Speeding up patient access to new medicines: New medicines must be assessed by a number of groups, including regulators, and the organisations responsible for paying for healthcare. ‘Medicines adaptive pathways to patients’ (MAPPs) refers to efforts to make medicines development and decision-making pathways more flexible and so to grant access to medicines to ensure new medicines reach patients rapidly while facilitating the collection of further data on benefits and risks of new medicines. This topic will see the creation of a platform to coordinate activities in this area.
Irene Norstedt, IMI's Acting Executive Director commented: "The Innovative Medicines Initiative is committed to speeding up both medicines development and patient access to new medicines, especially in areas where treatments are lacking. These new Calls for proposals are fully in line with those goals, and I am confident that the resulting projects will contribute to making a real difference to patients' lives."
The total budget for the Calls launched today is €115 million. Half of this will come from the European Commission through the Horizon 2020 programme for research and innovation. The other half will be contributed by EFPIA companies involved in the project as well as other Associated Partners, including the Bill & Melinda Gates Foundation.

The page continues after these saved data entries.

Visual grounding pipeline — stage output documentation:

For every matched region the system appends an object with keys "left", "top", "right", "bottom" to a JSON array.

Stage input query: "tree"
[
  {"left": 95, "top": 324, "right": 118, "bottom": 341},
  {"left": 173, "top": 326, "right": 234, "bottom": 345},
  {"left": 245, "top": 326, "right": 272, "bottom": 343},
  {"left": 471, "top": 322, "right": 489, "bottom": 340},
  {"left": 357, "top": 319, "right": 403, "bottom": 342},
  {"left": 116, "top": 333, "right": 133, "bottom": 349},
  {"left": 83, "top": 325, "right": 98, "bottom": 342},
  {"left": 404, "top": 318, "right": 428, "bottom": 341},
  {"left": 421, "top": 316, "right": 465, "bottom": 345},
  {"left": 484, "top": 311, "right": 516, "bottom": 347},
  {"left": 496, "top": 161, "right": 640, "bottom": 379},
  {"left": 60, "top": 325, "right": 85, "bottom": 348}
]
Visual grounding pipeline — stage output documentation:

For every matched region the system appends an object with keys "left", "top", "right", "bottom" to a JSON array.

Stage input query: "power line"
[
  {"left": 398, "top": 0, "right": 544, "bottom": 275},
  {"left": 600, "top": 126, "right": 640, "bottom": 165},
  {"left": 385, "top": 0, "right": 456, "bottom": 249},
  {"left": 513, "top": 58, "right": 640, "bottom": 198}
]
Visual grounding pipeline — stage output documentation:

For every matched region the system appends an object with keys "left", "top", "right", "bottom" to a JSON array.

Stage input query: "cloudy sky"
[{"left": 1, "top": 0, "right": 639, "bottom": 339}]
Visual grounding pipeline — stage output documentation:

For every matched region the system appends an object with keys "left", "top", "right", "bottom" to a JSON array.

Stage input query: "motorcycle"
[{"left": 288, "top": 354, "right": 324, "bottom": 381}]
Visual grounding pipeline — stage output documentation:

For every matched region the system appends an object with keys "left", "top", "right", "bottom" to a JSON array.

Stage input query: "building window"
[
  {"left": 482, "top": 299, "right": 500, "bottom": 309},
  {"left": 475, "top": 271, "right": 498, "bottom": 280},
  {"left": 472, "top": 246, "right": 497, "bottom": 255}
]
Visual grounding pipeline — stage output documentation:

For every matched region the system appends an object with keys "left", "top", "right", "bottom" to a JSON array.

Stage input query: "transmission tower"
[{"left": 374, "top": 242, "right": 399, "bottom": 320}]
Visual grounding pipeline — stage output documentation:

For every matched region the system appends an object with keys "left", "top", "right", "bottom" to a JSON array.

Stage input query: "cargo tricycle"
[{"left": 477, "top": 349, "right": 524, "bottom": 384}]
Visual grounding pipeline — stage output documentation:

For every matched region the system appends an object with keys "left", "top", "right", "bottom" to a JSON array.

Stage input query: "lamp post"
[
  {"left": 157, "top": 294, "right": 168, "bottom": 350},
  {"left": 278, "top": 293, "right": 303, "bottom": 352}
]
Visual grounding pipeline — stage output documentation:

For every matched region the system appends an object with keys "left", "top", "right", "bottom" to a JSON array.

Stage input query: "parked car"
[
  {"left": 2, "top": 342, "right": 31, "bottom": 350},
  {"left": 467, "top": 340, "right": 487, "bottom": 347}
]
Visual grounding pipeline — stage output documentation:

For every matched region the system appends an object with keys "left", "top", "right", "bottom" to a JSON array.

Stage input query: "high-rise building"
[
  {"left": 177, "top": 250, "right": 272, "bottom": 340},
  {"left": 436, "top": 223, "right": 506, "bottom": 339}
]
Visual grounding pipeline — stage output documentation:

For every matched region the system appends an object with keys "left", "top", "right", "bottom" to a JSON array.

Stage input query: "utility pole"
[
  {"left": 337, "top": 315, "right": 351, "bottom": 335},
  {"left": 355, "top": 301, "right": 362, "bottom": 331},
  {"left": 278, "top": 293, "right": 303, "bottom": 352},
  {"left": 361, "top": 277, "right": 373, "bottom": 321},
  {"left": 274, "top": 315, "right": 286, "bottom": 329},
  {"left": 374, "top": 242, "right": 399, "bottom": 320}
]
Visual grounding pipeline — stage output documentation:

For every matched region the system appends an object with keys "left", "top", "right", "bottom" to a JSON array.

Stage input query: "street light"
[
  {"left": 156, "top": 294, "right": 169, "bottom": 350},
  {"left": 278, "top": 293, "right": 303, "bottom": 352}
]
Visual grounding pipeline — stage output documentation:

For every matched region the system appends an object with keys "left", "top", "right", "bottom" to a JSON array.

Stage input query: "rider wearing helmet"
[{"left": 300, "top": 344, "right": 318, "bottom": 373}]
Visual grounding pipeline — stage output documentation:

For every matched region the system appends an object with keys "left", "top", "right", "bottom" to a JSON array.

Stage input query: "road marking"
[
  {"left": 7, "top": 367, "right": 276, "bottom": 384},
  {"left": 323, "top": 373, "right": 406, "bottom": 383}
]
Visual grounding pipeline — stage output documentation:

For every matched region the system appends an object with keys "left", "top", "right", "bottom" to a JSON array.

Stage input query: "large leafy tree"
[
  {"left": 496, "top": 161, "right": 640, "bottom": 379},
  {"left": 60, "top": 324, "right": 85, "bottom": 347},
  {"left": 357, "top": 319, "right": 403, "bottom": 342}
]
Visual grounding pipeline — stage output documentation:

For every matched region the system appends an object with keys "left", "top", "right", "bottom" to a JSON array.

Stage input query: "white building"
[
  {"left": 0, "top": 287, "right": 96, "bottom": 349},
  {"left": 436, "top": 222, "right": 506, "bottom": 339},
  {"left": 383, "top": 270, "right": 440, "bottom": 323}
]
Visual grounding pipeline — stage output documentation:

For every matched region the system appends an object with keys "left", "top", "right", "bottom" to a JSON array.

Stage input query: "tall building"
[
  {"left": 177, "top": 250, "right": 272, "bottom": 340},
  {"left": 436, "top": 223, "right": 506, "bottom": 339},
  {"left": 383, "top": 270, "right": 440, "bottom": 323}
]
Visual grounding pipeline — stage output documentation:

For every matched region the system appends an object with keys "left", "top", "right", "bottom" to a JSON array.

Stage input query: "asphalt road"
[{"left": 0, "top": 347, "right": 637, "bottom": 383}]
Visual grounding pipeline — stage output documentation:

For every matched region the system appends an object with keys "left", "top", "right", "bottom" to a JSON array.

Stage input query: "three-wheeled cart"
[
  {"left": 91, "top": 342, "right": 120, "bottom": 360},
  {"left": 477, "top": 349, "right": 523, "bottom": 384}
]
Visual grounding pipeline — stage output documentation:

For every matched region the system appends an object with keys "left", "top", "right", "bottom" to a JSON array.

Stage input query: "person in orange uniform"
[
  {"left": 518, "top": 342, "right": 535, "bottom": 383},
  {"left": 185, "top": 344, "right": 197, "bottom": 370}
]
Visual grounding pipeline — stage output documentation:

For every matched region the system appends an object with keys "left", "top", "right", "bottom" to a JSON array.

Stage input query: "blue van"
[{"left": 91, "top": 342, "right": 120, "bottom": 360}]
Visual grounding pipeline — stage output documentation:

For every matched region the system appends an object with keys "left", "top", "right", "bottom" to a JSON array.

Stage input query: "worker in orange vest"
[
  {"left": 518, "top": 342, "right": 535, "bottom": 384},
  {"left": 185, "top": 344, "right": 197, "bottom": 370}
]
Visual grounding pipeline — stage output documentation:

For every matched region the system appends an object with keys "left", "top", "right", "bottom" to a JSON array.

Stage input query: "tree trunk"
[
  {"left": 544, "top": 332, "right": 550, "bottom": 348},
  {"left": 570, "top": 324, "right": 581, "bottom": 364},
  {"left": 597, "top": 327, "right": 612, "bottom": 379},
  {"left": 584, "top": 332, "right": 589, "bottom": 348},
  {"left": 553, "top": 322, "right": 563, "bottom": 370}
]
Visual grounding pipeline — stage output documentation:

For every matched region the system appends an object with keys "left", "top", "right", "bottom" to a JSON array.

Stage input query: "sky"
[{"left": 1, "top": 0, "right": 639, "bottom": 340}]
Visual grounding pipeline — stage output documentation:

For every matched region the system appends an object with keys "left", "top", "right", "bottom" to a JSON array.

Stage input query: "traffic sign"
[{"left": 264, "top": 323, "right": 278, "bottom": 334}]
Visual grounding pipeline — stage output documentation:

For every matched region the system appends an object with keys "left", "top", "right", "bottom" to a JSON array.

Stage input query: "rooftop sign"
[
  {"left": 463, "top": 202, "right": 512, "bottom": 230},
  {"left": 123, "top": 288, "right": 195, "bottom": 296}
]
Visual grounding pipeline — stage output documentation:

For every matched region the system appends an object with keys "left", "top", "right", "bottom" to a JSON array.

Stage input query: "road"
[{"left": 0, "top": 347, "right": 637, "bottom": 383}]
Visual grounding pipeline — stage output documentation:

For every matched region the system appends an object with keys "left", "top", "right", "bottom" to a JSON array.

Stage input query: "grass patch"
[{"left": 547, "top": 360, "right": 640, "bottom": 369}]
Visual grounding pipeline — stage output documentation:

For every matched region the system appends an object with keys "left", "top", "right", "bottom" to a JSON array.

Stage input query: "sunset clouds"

The Innovative Medicines Initiative (IMI) is working to improve health by speeding up the development of, and patient access to, innovative medicines, particularly in areas where there is an unmet medical or social need. It does this by facilitating collaboration between the key players involved in healthcare research, including universities, the pharmaceutical and other industries, small and medium-sized enterprises (SMEs), patient organisations, and medicines regulators.
IMI is a partnership between the European Union and the European pharmaceutical industry, represented by the European Federation of Pharmaceutical Industries and Associations (EFPIA). IMI has a budget of €3.3 billion for the period 2014-2024. Half of this comes from the EU's research and innovation programme, Horizon 2020. The other half comes from large companies, mostly from the pharmaceutical sector; these do not receive any EU funding, but contribute to the projects 'in kind', for example by donating their researchers' time or providing access to research facilities or resources.